Friday, September 6, 2013

The free jail myth: County pols must stop pretending incarceration pays for itself

When will they ever learn? Despite so many jail-for-profit schemes abysmally failing across the state, resulting in fat tax increases and countless management headaches, there are still county officials out there pretending that new jail construction will pay for themselves. Reported KIII-TV in Corpus Christi (Sept. 4)
[Nueces County] Sheriff [Jim] Kaelin has been pushing for jail expansion for some time with little success. Now, he's found at least one ally among county commissioners who says there is a way to do it without costing taxpayers money.

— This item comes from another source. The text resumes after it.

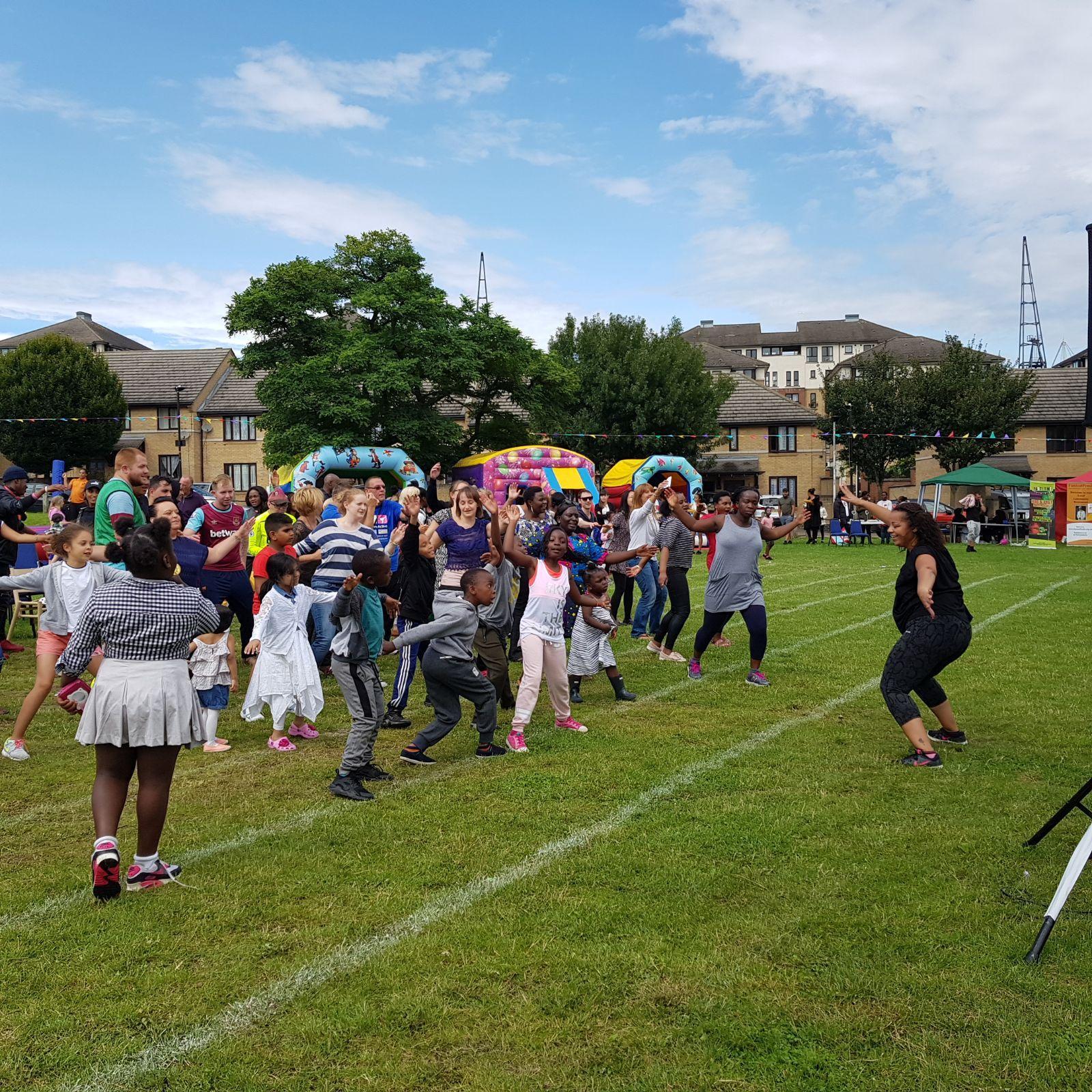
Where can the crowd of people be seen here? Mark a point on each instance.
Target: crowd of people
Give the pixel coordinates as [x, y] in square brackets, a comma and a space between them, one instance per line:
[143, 598]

"We have quite a bit of space out there where we can expand dormitory type rooms for maintaining prisoners that are low-risk caliber, and that would free up space here at our main jail and allow us to bring in more federal prisoners," County Commissioner Mike Pusley said.

Those federal prisoners are key in the proposed plan. Pusley said the $60 per day federal inmates could pick up most of the tab for expansion.
Any time a politician says they can build a new jail "without costing taxpayers money," you can be sure of two things: That politician is feeding you a line of bull and taxpayers will be left holding the bag in the end.

As is typically the case, the suggestion for jail expansion ignores the underlying cause of jail overcrowding - decisions by local judges to require excessive pretrial detention. As of Aug 1, according to the Commission on Jail Standards, about 62% of Nueces County inmates have been convicted of no crime but are being held in jail pending trial because they couldn't make bail. Eighteen percent of county inmates were folks being held pretrial on misdemeanor charges. It would be far more fiscally responsible to eschew new jail building and instead fund programming to reduce pretrial detention for low-risk defendants. That's not as simplistic a fix, but it's a much smarter one that keeps the focus on public safety without needlessly boosting local property taxes.